C'est sans doute ce qui explique que l'opéra n'entre dans l'ère de la mise en scène conçue comme une création autonome – que les historiens du théâtre s'accordent à dater des années 1880 – qu'avec soixante-dix ans de retard. On voit pourtant se formuler, dès la fin du xixe siècle, une théorie de la mise en scène lyrique : la réflexion d'Adolphe Appia sur les contradictions du système wagnérien, qui aboutit à une réforme radicale de la scène, connaît peu d'applications immédiates ; mais elle influence directement les recherches de Wieland Wagner à Bayreuth, qui inaugurent la vraie prise de pouvoir du metteur en scène à l'opéra.
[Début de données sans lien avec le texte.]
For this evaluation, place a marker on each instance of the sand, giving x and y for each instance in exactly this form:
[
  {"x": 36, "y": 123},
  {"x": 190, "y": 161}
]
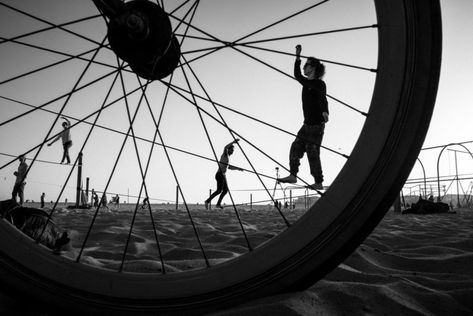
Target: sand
[{"x": 410, "y": 265}]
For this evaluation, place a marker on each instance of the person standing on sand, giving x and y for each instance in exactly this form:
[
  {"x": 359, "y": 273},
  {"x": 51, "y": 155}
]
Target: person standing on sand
[
  {"x": 19, "y": 187},
  {"x": 220, "y": 175},
  {"x": 315, "y": 109},
  {"x": 65, "y": 135}
]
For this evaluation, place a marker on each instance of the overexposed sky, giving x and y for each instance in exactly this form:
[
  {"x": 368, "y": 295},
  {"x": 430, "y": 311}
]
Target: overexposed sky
[{"x": 227, "y": 76}]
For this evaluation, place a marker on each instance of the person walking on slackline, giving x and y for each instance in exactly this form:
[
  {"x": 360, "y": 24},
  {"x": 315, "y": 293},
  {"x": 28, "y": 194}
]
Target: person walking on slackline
[{"x": 315, "y": 109}]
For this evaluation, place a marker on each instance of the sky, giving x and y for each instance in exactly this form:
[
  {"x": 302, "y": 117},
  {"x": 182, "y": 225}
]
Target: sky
[{"x": 228, "y": 77}]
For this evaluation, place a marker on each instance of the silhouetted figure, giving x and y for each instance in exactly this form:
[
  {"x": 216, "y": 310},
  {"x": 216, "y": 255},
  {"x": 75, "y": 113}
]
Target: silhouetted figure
[
  {"x": 65, "y": 135},
  {"x": 116, "y": 200},
  {"x": 145, "y": 203},
  {"x": 315, "y": 108},
  {"x": 222, "y": 187},
  {"x": 19, "y": 187},
  {"x": 42, "y": 199}
]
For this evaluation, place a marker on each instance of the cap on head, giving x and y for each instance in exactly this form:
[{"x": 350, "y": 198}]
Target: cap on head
[{"x": 319, "y": 67}]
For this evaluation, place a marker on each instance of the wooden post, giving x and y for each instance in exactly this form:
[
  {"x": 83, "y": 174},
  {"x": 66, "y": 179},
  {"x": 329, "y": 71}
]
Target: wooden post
[
  {"x": 397, "y": 204},
  {"x": 177, "y": 197},
  {"x": 79, "y": 180},
  {"x": 210, "y": 203},
  {"x": 87, "y": 189},
  {"x": 290, "y": 199}
]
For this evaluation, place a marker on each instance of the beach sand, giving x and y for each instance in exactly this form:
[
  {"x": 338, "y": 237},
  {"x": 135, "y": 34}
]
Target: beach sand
[{"x": 410, "y": 265}]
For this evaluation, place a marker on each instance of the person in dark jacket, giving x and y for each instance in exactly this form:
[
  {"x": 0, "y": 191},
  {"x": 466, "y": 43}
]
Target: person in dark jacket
[{"x": 315, "y": 109}]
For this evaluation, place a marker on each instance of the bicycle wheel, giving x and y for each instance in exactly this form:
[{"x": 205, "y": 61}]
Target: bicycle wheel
[{"x": 406, "y": 78}]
Désormais, la mise en scène lyrique est traversée par les mêmes débats et les mêmes lignes de partage que la mise en scène théâtrale ; pourtant, ni l'intérêt croissant des plus grands metteurs en scène de théâtre et de cinéma pour la « relecture » des œuvres du répertoire, ni les tentatives récentes pour faire éclater l'espace de la représentation ne peuvent abolir complètement la frontière qui sépare le théâtre parlé de ce théâtre à la fois excessif et conventionnel que demeure l'opéra.
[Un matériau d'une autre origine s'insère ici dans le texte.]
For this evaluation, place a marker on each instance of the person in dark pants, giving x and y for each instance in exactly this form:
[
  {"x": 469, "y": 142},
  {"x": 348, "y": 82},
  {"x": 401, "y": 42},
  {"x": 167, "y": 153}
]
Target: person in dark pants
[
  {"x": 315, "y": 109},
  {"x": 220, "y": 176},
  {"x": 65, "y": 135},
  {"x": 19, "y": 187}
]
Le temps des théories : la critique du naturalisme
La notion de mise en scène conçue comme organisation globale et unitaire du spectacle d'opéra n'apparaît pas avant le xixe siècle ; jusque-là, le « machiniste », éventuellement assisté du librettiste et du maître de ballet, règle les changements à vue et les entrées des chanteurs, dont la gestuelle et les déplacements sont déterminés par l'improvisation, par la tradition qui fixe la hiérarchie des places sur le plateau, et surtout par les toiles peintes selon les lois de la perspective, qui interdisent au chanteur de s'éloigner de l'avant-scène. L'exécution de ces décors, de plus en plus chargés, de plus en plus luxueux, est confiée jusqu'au début du xxe siècle à des peintres différents, spécialisés dans les représentations de châteaux, de palais, de forêts...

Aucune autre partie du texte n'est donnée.